贝尔曼最优公式

Bellman optimality equation (elementwise form) (BOE)

$$ \begin{aligned} v(s)&=\max_{\pi}\sum_{a}\pi(a|s)[\sum_r p(r|s,a)r+\gamma\sum_{s'}p(s'|s,a)v(s')]\\ &=\max_{\pi}\sum_a\pi(a|s)q(s,a) \end{aligned} $$

类似Bellman公式，但这里$\pi(s)$是未知的，需要求解得到最优策略

Bellman optimality equation (matrix-vector form)

$$ \begin{aligned} v=\max_{\pi}(r_{\pi}+\gamma P_{\pi}v) \end{aligned} $$

where the elements corresponding to $s$ or $s’$ are

$$ \begin{aligned} [r_{\pi}]_s &\triangleq\sum_a\pi(a|s)\sum_r p(r|s,a)r,\\ [P_{\pi}]_{s,s'}=p(s|s')&\triangleq\sum_a\pi(a|s)\sum_{s'}p(s'|s,a) \end{aligned} $$

Contraction mapping(压缩映射):f is a contraction mapping if $||f(x_1)-f(x_2)||\leq\gamma||x_1-x_2||$ where $\gamma\in (0,1)$.
Contraction mapping theorem(压缩映射原理):
For any equation that has the form of $x=f(x)$, if $f$ is a contraction mapping, then:

• Existence: there exists a fixed point $x^{*}$ satisfying $f(x^{*})=x^{*}$.
• Uniqueness: the fixed point $x^{*}$ is unique.
• Algorithm: consider a sequence $\{x_k\}$ where $x_{k+1}=f(x_k)$, then $x_k\rightarrow x^{*}$ as $k\rightarrow\infty$. Moreover, the convergence rate is exponentially fast.

For BOE,

$$\begin{aligned} v=f(v)=\max_{\pi}(r_{\pi}+\gamma P_{\pi}v) \end{aligned}$$

Theorem(Contraction Property)
$f(v)$ is a contraction mapping satisfying $||f(v_1)-f(v_2)||\leq \gamma||v_1-v_2||$ where $\gamma$ is the discount rate.

Theorem(Exitence,Uniqueness, and Algorithm)
For the BOE $v=f(v)=\max_{\pi}(r_{\pi}+\gamma P_{\pi}v)$, there always exists a solution $v^{*}$ and the solution is unique. The solution could be solved iteratively by

$$\begin{aligned} v_{k+1}=f(v_k)=\max_{\pi}(r_{\pi}+\gamma P_{\pi}v_k) \end{aligned}$$

This sequence $\{v_k\}$ converges to $v^{*}$ exponentially fast given any initial guess $v_0$. The convergence rate is determined by $\gamma$.
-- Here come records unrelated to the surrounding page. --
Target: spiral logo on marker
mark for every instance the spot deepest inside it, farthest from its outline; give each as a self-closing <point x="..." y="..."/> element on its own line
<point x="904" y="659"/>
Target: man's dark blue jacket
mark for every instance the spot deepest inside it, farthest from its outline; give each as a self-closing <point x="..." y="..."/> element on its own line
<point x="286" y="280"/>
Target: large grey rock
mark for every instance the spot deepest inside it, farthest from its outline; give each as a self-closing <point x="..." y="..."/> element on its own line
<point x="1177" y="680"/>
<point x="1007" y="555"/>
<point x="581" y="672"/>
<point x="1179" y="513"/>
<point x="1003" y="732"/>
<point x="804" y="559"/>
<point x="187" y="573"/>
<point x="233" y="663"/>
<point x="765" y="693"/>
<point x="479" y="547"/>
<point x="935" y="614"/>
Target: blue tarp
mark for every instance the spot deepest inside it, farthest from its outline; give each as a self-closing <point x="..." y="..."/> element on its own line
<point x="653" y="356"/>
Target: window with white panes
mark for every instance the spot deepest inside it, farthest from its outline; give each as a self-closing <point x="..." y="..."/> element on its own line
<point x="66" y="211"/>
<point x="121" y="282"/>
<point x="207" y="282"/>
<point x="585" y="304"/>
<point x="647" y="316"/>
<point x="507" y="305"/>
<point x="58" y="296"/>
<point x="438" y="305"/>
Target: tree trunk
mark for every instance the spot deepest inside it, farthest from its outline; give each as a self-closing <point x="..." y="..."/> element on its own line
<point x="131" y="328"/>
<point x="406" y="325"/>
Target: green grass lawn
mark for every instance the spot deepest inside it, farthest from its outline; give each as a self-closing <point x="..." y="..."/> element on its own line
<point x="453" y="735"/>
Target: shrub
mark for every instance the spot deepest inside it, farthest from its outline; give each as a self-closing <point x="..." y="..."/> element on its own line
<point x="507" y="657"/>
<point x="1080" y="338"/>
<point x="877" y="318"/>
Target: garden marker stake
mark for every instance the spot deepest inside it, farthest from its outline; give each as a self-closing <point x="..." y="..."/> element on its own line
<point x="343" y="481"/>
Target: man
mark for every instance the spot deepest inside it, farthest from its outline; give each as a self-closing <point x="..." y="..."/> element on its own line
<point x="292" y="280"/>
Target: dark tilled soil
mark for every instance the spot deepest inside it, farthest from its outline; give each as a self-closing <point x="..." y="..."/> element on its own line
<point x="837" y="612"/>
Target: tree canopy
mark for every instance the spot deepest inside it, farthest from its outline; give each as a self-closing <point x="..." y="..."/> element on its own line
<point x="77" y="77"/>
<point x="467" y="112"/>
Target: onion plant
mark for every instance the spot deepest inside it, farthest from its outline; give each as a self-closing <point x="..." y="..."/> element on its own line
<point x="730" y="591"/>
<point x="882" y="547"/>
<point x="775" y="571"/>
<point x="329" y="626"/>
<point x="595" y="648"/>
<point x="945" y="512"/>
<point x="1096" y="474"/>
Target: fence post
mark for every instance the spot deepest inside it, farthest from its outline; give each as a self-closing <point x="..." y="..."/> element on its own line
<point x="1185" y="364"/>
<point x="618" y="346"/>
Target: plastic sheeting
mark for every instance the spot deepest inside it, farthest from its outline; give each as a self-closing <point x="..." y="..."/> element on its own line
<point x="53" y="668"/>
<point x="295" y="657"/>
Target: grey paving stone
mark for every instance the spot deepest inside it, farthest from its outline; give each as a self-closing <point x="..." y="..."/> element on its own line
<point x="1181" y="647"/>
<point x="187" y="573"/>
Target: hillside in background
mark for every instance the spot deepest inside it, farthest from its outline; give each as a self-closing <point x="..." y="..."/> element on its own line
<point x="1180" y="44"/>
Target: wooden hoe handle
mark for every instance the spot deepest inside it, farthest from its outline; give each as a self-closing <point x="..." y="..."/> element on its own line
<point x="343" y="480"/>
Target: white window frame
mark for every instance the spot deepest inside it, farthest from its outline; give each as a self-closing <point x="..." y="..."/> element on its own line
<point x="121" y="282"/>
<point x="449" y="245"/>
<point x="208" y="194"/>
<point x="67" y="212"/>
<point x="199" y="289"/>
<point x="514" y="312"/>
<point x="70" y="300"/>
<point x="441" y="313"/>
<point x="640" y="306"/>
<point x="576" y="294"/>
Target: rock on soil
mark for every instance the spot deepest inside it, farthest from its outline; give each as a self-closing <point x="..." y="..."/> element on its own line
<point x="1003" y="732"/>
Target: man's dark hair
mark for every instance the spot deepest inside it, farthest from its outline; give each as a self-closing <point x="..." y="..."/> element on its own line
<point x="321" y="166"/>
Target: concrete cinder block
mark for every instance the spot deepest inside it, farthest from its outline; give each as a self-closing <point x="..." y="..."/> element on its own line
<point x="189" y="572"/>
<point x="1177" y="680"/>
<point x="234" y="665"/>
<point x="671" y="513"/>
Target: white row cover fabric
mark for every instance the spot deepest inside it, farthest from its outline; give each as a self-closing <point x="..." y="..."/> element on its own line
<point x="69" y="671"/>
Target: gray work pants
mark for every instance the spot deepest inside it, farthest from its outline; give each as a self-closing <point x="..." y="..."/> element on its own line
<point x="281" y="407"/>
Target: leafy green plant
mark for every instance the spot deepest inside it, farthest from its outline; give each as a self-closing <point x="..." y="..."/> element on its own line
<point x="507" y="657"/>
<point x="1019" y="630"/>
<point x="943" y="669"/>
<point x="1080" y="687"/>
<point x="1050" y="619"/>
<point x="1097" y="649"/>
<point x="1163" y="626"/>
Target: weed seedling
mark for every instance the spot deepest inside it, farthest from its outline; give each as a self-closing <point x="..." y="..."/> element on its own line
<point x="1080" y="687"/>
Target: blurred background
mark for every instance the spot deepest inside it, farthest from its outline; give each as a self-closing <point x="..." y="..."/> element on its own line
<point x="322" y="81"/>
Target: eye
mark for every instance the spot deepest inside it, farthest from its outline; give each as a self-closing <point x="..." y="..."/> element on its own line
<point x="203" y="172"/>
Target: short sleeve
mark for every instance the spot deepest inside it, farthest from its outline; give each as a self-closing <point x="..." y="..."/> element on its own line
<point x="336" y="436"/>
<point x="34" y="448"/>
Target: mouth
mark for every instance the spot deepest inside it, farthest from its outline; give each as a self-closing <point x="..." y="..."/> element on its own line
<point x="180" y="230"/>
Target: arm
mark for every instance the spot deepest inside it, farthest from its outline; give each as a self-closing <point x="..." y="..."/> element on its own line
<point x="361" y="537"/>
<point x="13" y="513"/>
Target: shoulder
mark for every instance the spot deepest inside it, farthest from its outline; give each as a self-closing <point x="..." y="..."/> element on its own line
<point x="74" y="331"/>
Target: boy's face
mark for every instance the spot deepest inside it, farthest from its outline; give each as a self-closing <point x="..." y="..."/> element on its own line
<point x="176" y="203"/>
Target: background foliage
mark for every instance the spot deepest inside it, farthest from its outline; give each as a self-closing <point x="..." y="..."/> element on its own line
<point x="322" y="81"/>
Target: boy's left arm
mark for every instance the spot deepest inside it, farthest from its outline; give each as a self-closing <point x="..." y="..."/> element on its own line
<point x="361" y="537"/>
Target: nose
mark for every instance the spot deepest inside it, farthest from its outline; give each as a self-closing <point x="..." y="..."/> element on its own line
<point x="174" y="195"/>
$$\begin{aligned} v^*=r_{\pi}^*+\gamma P_{\pi^*}v^* \end{aligned}$$

Theorem(Policy Optimality)
Suppose that $v^{*}$ is the unique solution to $v=\max_{\pi}(r_{\pi}+\gamma P_{\pi}v)$, and $v_{\pi}$ is the state value function satisfying $v_{\pi}=r_{\pi}+\gamma P_{\pi}v_{\pi}$ for any given policy $\pi$, then $v^{*}\geq v_{\pi},\forall\pi$

Optimal polity $\pi^*$ has the form:
For any $s\in S$, the deterministic greedy policy

$$ \begin{aligned} \pi^*(a|s)=\begin{cases} 1,&a=a^*(s)\\0,&a\neq a^*(s) \end{cases} \end{aligned} $$

is an optimal policy solving the BOE.Here $a^{*}(s)=\arg\max_aq^{*}(a,s)$, where $q^{*}(s,a):=\sum_r p(r|s,a)r+\gamma\sum_{s’}p(s’|s,a)v^{*}(s’)$.